L'artiste de Détroit s'éloigne de plus en plus de ses premiers amours techno pour se rapprocher de l'art contemporain et des milieux arty. Comme une seconde naissance. Jeff Mills privilégie désormais les associations avec les ensembles symphoniques et philharmoniques, comme l'atteste ce nouveau projet, suivant l'exemple de ses récentes collaborations.

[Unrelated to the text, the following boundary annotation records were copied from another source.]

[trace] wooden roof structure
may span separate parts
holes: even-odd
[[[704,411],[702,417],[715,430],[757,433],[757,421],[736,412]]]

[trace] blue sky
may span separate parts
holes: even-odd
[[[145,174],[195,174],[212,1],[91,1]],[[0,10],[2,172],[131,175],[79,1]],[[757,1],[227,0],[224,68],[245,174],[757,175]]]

L'orchestre national de Lille devra ainsi interpréter, le 28 novembre au Phénix de Valenciennes, une partie de l'œuvre de Gustav Hoslt, impopulaire de son vivant du fait de son intransigeance et de l'austérité de ses compositions. Jeff Mills souhaite ainsi rendre hommage au compositeur britannique, dont l'influence ne fait plus aucun doute, au travers d'une célèbre composition : The Planets, présentée en 1918.

Théâtre du Phénix à Valenciennes

Celle-ci constitue la pièce maîtresse (et la plus connue) de son répertoire et se compose de sept mouvements distincts, qui correspondent aux différentes planètes de notre système solaire, à l'exception de la Terre. Autrement dit, un magnifique terrain de jeu pour l'artiste américain, dont on connaît la passion pour la science-fiction (2001, l'Odyssée de l'espace figure au cœur de son panthéon personnel) et les mystères du cosmos. Un élément dont l'imaginaire a longtemps fasciné les artistes et constitué une source d'inspiration inépuisable. Tant à l'aube du XXème siècle qu'à notre époque.

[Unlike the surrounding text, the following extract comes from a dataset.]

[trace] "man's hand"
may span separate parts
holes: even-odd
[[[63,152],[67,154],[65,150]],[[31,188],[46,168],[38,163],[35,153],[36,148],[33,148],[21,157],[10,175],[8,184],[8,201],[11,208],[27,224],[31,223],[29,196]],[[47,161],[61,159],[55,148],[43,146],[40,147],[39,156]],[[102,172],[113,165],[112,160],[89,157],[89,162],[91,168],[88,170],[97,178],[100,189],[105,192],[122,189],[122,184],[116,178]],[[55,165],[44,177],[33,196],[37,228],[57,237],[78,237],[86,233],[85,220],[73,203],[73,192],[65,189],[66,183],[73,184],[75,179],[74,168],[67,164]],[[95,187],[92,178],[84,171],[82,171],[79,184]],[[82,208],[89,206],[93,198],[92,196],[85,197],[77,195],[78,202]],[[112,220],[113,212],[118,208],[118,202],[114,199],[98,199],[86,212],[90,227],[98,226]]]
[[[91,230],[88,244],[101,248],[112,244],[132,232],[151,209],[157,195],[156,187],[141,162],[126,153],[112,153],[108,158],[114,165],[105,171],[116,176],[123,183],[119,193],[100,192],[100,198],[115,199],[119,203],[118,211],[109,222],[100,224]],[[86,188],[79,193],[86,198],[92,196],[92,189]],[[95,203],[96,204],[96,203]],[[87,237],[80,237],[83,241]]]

Outre une représentation le 28 novembre prochain Phénix de Valenciennes, Jeff Mills et l'orchestre national de Lille seront de passage à l'Auditorium du Nouveau Siècle de Lille le 27, le 30 (à l'attention des étudiants des universités Lille 1 et Lille 3), le 1er et le 2 décembre (à l'attention des étudiants de l'Université Lille 2 et des grandes écoles), ainsi qu'au Schouwburg de Courtrai (Belgique) le 4 décembre.